Okay, so rather than mixed feelings I suppose I had an unfortunately negative reaction to the DVD, stained with disappointment.  It’s not one I’m adding to the amazon.com wish list.  But there was a silver lining, which is one of the wonderful things about ballet is the constant interconnectivity and how doors can open in the most unlikely of places.  First, the assortment of excerpts was at least a decent introduction to a number of Balanchine works, and I feel more prepared to watch Serenade and Symphony in C (I adored what I saw of the latter).  I’ve seen Western Symphony before, which oddly enough, I find cheeky and delightful even if I have never in my life liked western themed anything.  I guess I like the idea that a classical-ish ballet can be centered on a theme that isn’t necessarily some romantic fairy tale.  I also feel more connected to Balanchine ballets in the sense that he based his ballets on the strength of the score, which is the category I tend to identify with.  (Actually, he died just a few months before I was conceived…I’d like to think that the soul I got had a brush with his in the afterlife before being reincarnated into me.  Wishful thinking?  Maybe.)  There was also a work by Jerome Robbins, of who I haven’t gotten to see much of.  Obviously, I’ve seen his choreography in West Side Story, and there’s also a website with some significant excerpts of a film version of Opus Jazz (link here) that I watched.  I also saw last year the PBS documentary on him, which also contained excerpts from his dances (blasted excerpts!) and one of my favorite quotes ever from Steven Sondheim:

The only things Leonard Bernstein feared were God and Jerome Robbins.

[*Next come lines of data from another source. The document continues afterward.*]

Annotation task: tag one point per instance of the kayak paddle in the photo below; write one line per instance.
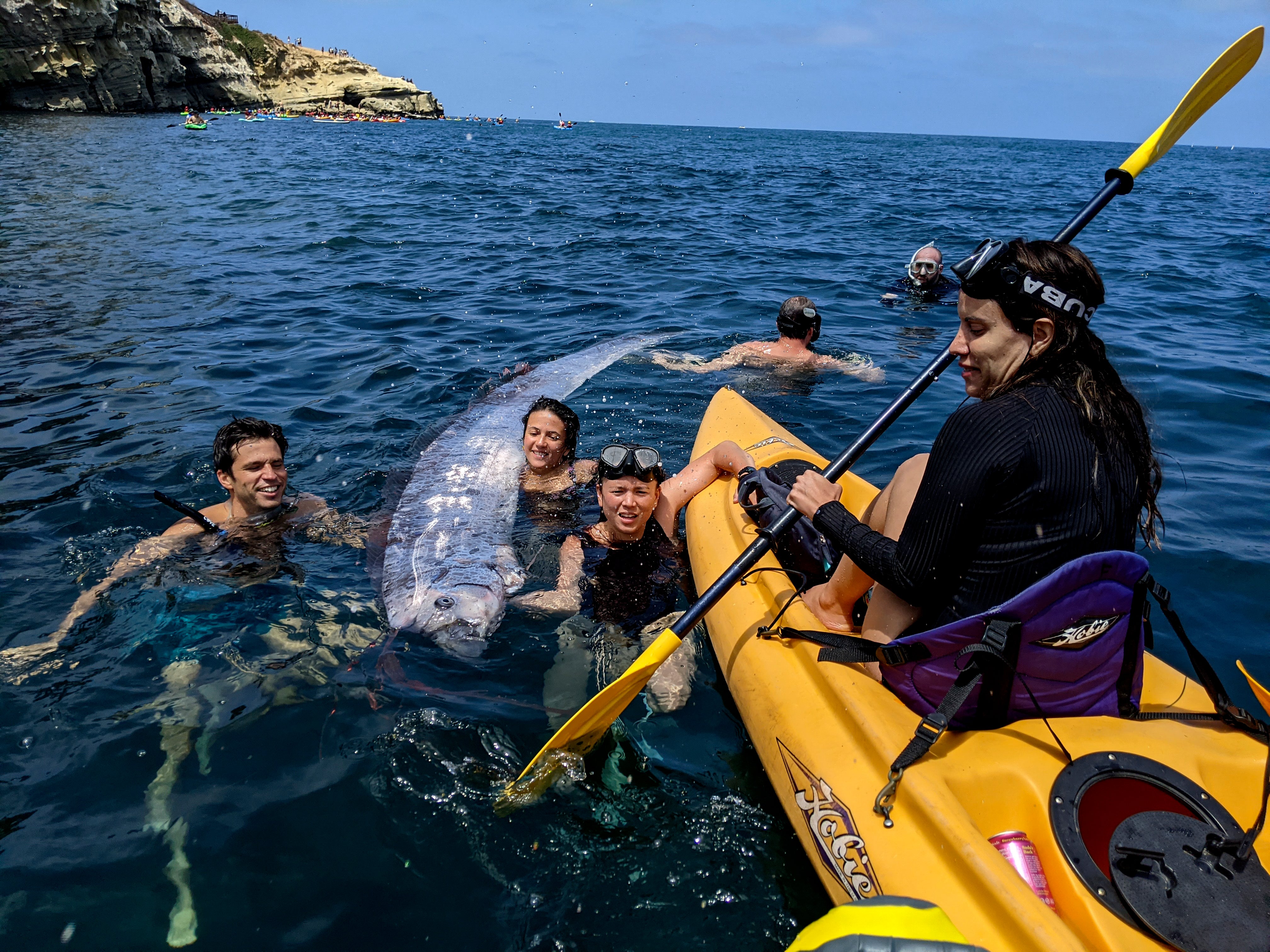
(592, 722)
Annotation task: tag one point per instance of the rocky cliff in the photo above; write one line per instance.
(143, 55)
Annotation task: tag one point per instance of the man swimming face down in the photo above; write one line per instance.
(249, 465)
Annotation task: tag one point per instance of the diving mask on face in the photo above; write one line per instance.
(925, 267)
(618, 460)
(990, 273)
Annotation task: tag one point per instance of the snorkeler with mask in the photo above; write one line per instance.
(620, 579)
(925, 281)
(798, 324)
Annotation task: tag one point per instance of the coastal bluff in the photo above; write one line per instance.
(157, 55)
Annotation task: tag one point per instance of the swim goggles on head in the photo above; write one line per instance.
(619, 460)
(815, 316)
(925, 266)
(991, 273)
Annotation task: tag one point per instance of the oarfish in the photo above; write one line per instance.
(449, 564)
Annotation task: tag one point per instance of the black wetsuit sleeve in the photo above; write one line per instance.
(925, 565)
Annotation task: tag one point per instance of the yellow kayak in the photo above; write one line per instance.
(828, 733)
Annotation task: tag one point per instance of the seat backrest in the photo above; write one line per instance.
(1071, 645)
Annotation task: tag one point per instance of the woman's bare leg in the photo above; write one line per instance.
(832, 604)
(888, 614)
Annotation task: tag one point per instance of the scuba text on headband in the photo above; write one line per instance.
(618, 460)
(988, 273)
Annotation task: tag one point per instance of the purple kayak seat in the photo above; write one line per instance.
(1075, 639)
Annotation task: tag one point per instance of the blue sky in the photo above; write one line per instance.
(1076, 69)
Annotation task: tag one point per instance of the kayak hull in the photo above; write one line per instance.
(828, 733)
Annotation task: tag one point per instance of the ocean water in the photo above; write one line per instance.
(360, 285)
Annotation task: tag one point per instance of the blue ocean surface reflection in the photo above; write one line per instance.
(226, 753)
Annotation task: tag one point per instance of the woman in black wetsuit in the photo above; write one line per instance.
(1052, 462)
(623, 573)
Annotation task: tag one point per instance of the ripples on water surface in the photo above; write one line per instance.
(360, 285)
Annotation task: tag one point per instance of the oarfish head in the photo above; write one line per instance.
(459, 617)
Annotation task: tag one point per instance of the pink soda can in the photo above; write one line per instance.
(1020, 853)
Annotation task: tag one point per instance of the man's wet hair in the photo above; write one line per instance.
(242, 429)
(567, 417)
(792, 323)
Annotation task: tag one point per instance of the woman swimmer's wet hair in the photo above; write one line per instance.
(567, 417)
(792, 323)
(1076, 362)
(239, 431)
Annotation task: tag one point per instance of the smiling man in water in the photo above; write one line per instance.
(249, 464)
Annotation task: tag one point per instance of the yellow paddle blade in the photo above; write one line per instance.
(585, 729)
(1216, 83)
(1259, 692)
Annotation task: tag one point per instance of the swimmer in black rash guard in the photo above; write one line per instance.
(621, 577)
(925, 282)
(1053, 462)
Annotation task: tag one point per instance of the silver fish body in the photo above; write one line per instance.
(449, 564)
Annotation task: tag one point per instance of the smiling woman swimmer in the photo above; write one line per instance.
(623, 575)
(553, 477)
(552, 461)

So it was nice to see more portions of a Robbins work.

But what I was really captivated by was the dancing by Jock Soto, who I had never seen before.  His body type was so distinctly different, stocky and short-limbed compared to his willowy peers (and I’m not just talking about the women, all the other men were lengthy and leggy too) and yet he was an exceptional dancer with apparently legendary partnering skills.  Although I’m always fascinated to see dance on a body that people wouldn’t necessarily expect, there’s also something different about the way he dances that intrigues me.  Since the DVD was filmed towards the end of his career, one has to wonder if such an aesthetic could ever find its way into ballet again, if Martins would ever be so bold to pick a dancer like him again and if teachers around the world are capable of nurturing someone without the genetic gifts to stardom.  All interesting questions, and not to be answered by me (at least for now), but upon further research it seems there was a PBS documentary made about Soto, which I’m going to try and get a hold of.  It seems I can buy a copy of the film by contacting the filmmakers directly, but I’m scared it’s going to come with a hefty price tag so I don’t know if I’m brave enough to ask yet.  But he seems to have had (and continues to have) an interesting life so the desire to watch this film is nagging like my daily cravings for a Kit-Kat bar.  Here’s a trailer:

In the meantime, I’ll probably buy his cook book at least.


Is there a recipe for better turn-out? Har har...just keeeedding.